Many endowments are still beating savings accounts. The reason they are falling it short is not so much that they are performing badly but performing lower than the target growth rate which was often set using growth figures achieved in the 70s and 80s.
As Meeper says, you have to be wary of guaranteed bonus rates or Mortgage endowment promises (std Life, Pearl and Aviva mainly). if there is a cost of surrender, you have to factor that into the alternative. e.g. if the surrender penalty equates to an equivalent of 2.1% p.a. over the remaining therm, then the alternative would have pay 2.1% just to stand still. If it has a bonus rate of 3.50% then the alternative would have to beat 5.6% net. Then if there is say a £10,000 MEP on maturity that equates to an annual equivalent of 2.5%. Then the alternative would have to beat 8.1% just to pay the same.
Endowments are obsolete and have under performed expectations but that doesn't mean they are performing badly relative to other things.I am an Independent Financial Adviser (IFA). The comments I make are just my opinion and are for discussion purposes only.
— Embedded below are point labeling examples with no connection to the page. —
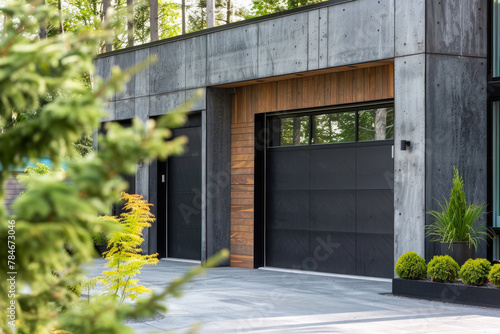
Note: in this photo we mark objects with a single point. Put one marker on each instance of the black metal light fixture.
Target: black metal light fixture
(405, 144)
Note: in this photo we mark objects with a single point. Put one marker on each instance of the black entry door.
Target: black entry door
(184, 195)
(330, 208)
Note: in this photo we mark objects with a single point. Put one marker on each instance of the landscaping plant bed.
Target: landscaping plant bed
(456, 293)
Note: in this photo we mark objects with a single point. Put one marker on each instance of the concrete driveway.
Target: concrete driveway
(233, 300)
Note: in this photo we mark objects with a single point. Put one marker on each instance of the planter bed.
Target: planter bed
(457, 293)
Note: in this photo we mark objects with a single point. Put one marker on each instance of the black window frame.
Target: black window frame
(354, 107)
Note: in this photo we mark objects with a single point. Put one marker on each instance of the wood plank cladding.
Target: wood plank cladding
(328, 89)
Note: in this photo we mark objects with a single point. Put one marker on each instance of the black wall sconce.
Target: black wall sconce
(405, 144)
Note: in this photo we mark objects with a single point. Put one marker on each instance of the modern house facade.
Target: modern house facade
(324, 134)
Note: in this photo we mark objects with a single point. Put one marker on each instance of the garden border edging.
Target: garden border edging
(447, 292)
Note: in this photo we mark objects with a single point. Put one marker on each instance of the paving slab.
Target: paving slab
(235, 300)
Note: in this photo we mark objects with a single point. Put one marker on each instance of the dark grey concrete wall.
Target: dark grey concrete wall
(218, 170)
(456, 102)
(456, 135)
(409, 96)
(340, 34)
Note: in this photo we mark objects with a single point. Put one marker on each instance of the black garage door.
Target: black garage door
(184, 195)
(329, 192)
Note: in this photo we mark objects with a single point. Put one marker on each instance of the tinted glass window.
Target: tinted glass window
(376, 124)
(496, 38)
(334, 128)
(290, 131)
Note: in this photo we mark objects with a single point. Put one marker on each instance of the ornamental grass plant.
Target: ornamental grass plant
(457, 220)
(443, 269)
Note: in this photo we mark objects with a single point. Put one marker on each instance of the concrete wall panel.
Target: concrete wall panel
(361, 31)
(218, 177)
(103, 68)
(457, 27)
(196, 62)
(409, 165)
(142, 78)
(283, 45)
(456, 109)
(168, 74)
(232, 55)
(409, 29)
(162, 104)
(109, 107)
(199, 104)
(313, 40)
(474, 27)
(142, 108)
(323, 38)
(125, 61)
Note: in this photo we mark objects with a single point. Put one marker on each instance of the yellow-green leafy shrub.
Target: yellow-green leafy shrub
(124, 249)
(475, 271)
(443, 269)
(411, 266)
(494, 275)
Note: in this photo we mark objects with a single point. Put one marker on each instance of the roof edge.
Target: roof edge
(224, 27)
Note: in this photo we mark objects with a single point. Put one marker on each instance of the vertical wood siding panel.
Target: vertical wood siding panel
(304, 92)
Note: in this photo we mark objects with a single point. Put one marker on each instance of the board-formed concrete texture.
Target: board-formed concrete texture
(456, 133)
(283, 45)
(360, 31)
(232, 55)
(439, 51)
(409, 165)
(457, 27)
(409, 27)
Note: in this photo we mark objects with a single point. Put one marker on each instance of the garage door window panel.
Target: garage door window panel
(376, 124)
(334, 128)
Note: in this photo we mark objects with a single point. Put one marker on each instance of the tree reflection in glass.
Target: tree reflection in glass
(334, 128)
(376, 124)
(294, 131)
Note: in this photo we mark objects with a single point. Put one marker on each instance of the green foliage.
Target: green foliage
(99, 238)
(458, 221)
(443, 269)
(197, 15)
(58, 211)
(475, 271)
(494, 275)
(124, 251)
(265, 7)
(411, 266)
They are not financial advice and you should not treat them as such. If you feel an area discussed may be relevant to you, then please seek advice from an Independent Financial Adviser local to you.0 -
are you sure?
Many endowments are still beating savings accounts. The reason they are falling it short is not so much that they are performing badly but performing lower than the target growth rate which was often set using growth figures achieved in the 70s and 80s.
As Meeper says, you have to be wary of guaranteed bonus rates or Mortgage endowment promises (std Life, Pearl and Aviva mainly). if there is a cost of surrender, you have to factor that into the alternative. e.g. if the surrender penalty equates to an equivalent of 2.1% p.a. over the remaining therm, then the alternative would have pay 2.1% just to stand still. If it has a bonus rate of 3.50% then the alternative would have to beat 5.6% net. Then if there is say a £10,000 MEP on maturity that equates to an annual equivalent of 2.5%. Then the alternative would have to beat 8.1% just to pay the same.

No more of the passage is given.